Segundo o jornal britânico, que cita fontes familiarizadas com o assunto, os ministros dos Negócios Estrangeiros da União Europeia irão discutir os méritos dos possíveis candidatos numa reunião no Chipre na próxima semana.
No entanto, a ex-chanceler alemã, Angela Merkel, pediu na segunda-feira à União Europeia que redobre os seus esforços diplomáticos no conflito com a Rússia, de forma a alcançar a paz.
Em entrevista à emissora pública WDR, Angela Merkel “lamentou” que a Europa “não esteja a fazer uso suficiente do seu potencial diplomático”. Merkel sustentou que era “absolutamente justificável” prestar apoio militar à Ucrânia e criar um efeito dissuasor. Angela Merkel liderou a Alemanha durante 16 anos, até dezembro de 2021, menos de três meses antes da invasão da Ucrânia pela Rússia.
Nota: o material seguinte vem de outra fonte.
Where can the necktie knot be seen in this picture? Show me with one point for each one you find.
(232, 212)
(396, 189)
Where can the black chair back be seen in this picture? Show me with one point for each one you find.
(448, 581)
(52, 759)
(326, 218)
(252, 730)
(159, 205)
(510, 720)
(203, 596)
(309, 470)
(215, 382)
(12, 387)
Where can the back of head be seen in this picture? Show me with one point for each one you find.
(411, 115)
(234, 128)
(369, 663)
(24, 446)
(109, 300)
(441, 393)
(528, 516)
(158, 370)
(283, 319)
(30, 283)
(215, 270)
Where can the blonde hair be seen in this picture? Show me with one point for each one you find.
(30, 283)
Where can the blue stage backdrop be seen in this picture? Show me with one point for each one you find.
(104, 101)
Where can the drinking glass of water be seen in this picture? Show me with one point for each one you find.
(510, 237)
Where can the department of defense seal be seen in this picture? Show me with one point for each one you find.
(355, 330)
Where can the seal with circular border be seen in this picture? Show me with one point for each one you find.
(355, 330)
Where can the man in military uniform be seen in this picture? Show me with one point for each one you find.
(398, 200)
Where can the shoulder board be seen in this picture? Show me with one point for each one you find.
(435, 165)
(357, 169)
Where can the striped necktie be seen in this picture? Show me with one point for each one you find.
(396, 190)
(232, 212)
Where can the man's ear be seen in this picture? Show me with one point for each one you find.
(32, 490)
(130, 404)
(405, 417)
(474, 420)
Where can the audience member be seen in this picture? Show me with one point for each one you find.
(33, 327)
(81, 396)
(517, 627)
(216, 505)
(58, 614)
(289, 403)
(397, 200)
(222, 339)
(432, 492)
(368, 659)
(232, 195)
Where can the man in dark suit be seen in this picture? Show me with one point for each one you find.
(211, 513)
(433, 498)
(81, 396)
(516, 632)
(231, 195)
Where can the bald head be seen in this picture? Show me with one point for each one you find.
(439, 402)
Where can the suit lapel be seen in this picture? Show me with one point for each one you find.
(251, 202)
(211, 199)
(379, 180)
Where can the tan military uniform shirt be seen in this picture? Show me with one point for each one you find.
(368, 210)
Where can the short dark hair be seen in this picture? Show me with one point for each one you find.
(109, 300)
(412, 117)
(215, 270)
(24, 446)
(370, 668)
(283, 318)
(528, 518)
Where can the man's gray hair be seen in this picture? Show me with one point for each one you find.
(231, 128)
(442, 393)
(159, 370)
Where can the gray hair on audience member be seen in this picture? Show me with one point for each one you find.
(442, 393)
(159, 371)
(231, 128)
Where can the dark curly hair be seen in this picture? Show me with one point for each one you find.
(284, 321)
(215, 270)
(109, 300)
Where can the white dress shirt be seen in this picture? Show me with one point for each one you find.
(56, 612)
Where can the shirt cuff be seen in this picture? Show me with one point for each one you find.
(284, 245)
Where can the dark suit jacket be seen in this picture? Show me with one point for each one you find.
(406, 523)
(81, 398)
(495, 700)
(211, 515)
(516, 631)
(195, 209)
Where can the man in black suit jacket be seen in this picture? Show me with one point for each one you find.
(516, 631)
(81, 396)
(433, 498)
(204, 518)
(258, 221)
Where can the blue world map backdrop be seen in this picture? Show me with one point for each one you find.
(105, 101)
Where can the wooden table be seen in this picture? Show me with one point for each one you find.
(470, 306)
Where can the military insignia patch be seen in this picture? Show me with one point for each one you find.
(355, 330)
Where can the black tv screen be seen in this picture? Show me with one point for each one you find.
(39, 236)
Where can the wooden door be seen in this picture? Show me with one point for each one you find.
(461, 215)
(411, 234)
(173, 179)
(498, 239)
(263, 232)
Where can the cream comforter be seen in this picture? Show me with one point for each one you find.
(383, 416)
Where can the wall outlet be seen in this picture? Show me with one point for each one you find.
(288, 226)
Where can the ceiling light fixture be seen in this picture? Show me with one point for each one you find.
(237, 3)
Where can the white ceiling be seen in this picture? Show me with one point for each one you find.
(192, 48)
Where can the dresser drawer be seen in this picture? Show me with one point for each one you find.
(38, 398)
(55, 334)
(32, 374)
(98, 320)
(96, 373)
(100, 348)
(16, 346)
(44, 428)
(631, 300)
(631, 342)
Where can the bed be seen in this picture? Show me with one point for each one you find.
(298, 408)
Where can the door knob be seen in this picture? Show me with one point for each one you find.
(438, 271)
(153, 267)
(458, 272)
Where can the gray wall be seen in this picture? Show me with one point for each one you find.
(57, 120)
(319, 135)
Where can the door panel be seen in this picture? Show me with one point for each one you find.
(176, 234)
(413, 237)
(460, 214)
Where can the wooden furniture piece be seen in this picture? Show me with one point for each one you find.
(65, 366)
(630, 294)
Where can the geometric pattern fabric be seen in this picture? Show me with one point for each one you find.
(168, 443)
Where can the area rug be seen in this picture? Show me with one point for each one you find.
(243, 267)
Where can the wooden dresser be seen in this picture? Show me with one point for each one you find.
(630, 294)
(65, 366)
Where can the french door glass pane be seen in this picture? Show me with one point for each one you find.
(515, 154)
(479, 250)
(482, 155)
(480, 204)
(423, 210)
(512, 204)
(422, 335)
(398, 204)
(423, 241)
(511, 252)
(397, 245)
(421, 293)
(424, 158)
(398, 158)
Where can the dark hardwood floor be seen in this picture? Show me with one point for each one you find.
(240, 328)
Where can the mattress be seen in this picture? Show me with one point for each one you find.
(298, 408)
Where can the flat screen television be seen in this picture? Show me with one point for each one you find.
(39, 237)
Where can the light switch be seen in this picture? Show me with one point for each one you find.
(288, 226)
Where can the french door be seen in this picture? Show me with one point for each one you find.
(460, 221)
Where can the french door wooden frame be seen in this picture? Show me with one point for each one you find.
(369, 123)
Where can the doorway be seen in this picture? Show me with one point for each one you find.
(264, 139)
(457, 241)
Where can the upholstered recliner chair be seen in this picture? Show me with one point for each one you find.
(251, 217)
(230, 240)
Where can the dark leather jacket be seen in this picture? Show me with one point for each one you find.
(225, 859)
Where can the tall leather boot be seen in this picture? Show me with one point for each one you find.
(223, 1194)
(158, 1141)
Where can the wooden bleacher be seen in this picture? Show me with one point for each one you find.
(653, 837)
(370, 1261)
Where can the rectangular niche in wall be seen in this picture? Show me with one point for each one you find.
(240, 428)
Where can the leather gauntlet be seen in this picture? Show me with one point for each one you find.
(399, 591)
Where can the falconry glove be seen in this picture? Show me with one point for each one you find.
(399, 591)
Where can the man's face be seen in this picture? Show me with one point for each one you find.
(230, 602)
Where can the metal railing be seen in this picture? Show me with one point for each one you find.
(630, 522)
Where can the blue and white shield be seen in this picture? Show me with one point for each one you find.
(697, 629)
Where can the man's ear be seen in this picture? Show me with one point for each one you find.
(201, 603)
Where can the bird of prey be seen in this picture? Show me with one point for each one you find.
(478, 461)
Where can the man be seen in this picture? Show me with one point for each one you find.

Desde então, tem sido criticada por ser demasiado branda com a Rússia e por tornar a Alemanha dependente, durante muitos anos, do fornecimento barato de energia russa.
A Alemanha tornou-se um dos principais apoiantes da Ucrânia e revitalizou a sua indústria de defesa. “Dissuasão militar mais atividade diplomática — é isso que considero importante”, insistiu.
Para a ex-chanceler alemã, “não basta” que apenas o presidente norte-americano, Donald Trump, mantenha contacto com a Rússia. “Nós, como europeus, também temos um papel a desempenhar”, enfatizou Merkel.
Questionada sobre a relevância de um mediador no conflito com Vladimir Putin, afirmou que, durante as negociações de Minsk, quando era chanceler, após a anexação da Crimeia pela Rússia, “não me ocorreria” pedir a um mediador que fosse à capital bielorrussa “para falar com Putin”. “Temos de tomar as rédeas da situação”, acrescentou.
Questionado no início de maio sobre o seu candidato preferido para retomar o diálogo com os europeus, Vladimir Putin respondeu que “pessoalmente” preferia o antecessor de Angela Merkel, o ex-chanceler Gerhard Schröder.